On this basis, the AMA estimate that $21.2 billion dollars could be saved over a four year period nationally if changes, like the 11 recommendations, were made to the aged care system.
The general thought is that providing better existing care within aged care homes would lessen the need to send residents to hospital.
Some of these recommendations include government investment of $643 million over four years to increase MBS rebates for GPs providing care in an aged care setting and government expenditure of $1.4 billion over four years to reduce the Home Care package waiting list to 5 per cent.
AMA president Dr Omar Khorshid said "significant investment" in the aged care system would result in "significantly improved" wellbeing for older Australians in aged care.
"Proper medical care based on the needs of our older people is a basic human right and our broken system is failing them," Dr Khorshid said.
"We understand properly funding aged care will require significant investment, but this is an opportunity to also significantly improve the quality of life for older Australians while also realising substantial savings in other parts of the health system.
"Not enough nurses and limited access to GPs are behind the frequent transfer of older people in nursing homes to hospitals, often resulting in unnecessary prolonged stays."
The RACGP, which is the lead body for Australian GPs, is broadly supportive of the recommendations proposed by the AMA.
"GPs provide the majority of care to patients in aged care.

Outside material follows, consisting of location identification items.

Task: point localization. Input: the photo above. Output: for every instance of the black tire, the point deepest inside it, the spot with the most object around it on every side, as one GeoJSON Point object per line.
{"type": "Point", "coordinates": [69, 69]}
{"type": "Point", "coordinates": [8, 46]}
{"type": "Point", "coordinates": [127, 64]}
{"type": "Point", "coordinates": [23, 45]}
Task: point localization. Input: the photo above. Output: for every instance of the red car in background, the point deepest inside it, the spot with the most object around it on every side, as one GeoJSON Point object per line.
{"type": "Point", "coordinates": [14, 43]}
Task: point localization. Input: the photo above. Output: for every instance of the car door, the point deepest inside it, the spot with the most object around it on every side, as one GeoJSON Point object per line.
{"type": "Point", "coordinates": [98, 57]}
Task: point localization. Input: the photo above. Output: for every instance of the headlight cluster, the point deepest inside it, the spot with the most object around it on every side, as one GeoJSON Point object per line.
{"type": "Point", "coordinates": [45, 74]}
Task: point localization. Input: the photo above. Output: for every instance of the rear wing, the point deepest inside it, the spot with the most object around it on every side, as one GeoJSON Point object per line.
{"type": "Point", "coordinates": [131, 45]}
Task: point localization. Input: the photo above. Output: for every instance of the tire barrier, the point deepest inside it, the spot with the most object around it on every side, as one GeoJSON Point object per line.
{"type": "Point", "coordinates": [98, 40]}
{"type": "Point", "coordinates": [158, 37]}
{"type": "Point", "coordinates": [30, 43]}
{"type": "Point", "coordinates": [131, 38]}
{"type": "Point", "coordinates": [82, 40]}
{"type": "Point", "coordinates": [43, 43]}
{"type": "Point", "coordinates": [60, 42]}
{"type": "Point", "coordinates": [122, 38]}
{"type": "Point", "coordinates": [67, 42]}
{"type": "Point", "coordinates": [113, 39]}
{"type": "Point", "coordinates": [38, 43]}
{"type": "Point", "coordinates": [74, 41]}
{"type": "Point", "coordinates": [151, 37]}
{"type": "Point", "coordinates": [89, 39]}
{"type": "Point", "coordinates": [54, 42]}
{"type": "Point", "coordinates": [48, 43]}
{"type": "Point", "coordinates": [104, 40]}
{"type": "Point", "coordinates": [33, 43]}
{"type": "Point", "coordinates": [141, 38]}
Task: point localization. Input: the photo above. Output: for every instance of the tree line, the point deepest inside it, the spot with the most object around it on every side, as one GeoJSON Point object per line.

Investing in GPs and improving the provision of general practice care and preventative health in aged care settings will help to keep these patients as healthy as possible and out of hospital," RACGP Tasmania chairman Dr Tim Jackson said.
Federal Bass MP Bridget Archer said there was "no doubt" in her mind more work was needed in the aged care system.
"There is no doubt in my mind that there is significant work to be done to improve the aged care report," she said.
"I look forward to the government response and hope to see the funding allocated in the upcoming budget."